Traveling takes us other places, visits with friends and relatives, but often times people struggle with the “getting there”. Covid has certainly added another layer of complexity to the ordeal. Masks, Covid tests, vaccines, quarantining, and new variants are just some of the additional considerations and restrictions placed on travel.

A lot of people experience somatic symptoms related to travel. We might experience anxiety before and during our trip such as excessive worrying, difficulty concentrating, and irritability. Out of nowhere we may experience a panic attack. Panic attacks are driven by overwhelming fear and lead to physical responses to stressors. A panic attack can feel like you are dying and is also commonly thought to be a heart attack. The physical symptoms can include shortness of breath, sweating, heart palpitations, headaches, feelings of dread, nausea, numbness, feelings of being detached from reality and more.

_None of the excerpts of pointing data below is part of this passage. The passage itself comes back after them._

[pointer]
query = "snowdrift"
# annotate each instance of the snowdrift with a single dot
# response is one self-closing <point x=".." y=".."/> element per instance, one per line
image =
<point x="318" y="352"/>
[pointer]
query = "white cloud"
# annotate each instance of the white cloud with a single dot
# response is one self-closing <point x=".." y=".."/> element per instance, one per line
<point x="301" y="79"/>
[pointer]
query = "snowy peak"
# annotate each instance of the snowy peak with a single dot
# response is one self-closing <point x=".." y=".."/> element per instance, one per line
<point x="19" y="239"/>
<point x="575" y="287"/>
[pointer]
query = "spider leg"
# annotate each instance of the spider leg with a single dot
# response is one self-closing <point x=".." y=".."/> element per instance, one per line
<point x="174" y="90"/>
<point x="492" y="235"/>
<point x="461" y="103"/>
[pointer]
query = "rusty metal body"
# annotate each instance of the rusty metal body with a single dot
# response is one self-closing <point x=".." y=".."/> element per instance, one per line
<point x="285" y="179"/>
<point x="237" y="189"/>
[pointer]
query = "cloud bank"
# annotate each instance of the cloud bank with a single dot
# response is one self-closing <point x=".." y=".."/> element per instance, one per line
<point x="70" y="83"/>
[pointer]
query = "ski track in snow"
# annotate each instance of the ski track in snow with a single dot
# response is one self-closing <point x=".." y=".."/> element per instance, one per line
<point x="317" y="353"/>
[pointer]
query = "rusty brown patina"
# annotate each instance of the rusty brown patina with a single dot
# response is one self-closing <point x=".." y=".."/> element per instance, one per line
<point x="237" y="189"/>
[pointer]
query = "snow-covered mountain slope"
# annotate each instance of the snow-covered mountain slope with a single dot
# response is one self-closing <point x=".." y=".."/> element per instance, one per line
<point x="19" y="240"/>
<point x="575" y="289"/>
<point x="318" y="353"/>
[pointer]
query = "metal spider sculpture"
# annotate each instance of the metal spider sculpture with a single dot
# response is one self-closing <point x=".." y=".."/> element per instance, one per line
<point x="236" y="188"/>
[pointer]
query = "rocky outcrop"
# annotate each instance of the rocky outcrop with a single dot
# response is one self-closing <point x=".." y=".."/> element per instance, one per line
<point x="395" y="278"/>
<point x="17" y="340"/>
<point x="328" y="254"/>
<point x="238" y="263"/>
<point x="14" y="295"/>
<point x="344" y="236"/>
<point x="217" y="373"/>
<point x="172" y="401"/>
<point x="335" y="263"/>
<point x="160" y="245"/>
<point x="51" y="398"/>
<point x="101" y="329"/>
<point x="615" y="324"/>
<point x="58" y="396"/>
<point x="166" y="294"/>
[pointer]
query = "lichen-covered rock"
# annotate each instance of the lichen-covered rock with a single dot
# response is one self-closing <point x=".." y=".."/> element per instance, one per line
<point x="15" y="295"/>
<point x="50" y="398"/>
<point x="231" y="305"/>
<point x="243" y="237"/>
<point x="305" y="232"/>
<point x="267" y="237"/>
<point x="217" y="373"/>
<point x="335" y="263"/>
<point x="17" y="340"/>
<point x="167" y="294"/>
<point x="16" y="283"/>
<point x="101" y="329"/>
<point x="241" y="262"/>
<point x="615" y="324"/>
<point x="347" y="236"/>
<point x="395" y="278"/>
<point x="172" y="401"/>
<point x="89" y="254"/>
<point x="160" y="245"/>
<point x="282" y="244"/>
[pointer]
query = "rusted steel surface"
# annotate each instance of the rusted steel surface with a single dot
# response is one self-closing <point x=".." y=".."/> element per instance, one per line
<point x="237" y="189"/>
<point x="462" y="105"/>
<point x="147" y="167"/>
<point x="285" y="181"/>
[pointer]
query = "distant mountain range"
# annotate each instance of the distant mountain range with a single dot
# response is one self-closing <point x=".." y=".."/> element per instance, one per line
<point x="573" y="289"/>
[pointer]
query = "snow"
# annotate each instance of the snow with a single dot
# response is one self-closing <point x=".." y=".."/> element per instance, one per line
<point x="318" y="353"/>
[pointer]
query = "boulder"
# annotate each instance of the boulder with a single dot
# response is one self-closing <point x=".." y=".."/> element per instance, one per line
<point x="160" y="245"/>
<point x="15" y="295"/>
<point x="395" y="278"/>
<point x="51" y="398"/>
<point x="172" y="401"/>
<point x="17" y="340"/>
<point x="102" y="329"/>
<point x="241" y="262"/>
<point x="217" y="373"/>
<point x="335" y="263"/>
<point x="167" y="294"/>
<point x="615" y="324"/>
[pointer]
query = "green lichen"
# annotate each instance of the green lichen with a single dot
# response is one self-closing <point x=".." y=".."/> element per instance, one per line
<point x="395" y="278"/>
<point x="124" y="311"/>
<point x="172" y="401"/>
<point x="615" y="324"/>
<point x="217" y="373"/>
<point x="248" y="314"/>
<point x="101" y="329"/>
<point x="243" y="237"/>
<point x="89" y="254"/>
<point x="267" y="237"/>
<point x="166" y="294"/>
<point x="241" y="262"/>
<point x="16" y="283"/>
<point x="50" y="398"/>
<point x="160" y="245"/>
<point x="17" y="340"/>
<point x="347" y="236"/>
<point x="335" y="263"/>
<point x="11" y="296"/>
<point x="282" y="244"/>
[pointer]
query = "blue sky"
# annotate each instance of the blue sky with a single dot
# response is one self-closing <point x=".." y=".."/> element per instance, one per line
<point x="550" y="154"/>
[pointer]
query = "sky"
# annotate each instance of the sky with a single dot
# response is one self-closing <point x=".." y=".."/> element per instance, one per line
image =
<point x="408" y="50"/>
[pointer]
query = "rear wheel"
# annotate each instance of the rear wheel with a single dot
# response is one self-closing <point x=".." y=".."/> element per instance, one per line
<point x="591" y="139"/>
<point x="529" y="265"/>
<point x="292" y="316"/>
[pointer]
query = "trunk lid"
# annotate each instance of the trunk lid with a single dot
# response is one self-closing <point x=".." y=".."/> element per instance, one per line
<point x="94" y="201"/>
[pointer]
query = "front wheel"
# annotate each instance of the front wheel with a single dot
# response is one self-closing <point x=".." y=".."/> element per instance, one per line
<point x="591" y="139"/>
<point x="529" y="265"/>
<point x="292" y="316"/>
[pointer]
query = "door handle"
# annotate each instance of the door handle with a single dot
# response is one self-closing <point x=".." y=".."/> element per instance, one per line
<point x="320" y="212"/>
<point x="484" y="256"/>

Fear of flying, being in small spaces, driving, crowds, being in an unfamiliar place can cause panic attacks. With Covid, there may be pandemic related fears that exacerbate previous travel fears.

If you’ve never experienced travel related anxiety or fear, it’s important not to dismiss or minimize someone else’s concerns. Like we mentioned before, having a panic attack can make you feel like you are dying or even having a heart attack. How are you handling your child’s, your partner’s, your parent’s, your friend’s, your co-worker’s anxiety and fear related travel? Do your responses ever lead to frustration, irritability, anger, depression, or even abuse?

What can therapy do?

Well, for those of us trying to cope with someone else’s fears, a therapist can help us better understand our responses and how they can lead to unhealthy thought and behavioral patterns. A therapist or psychologist can support you to increase your frustration tolerance. Therapy can illuminate maladaptive communication skills that disrupt healthy relationships.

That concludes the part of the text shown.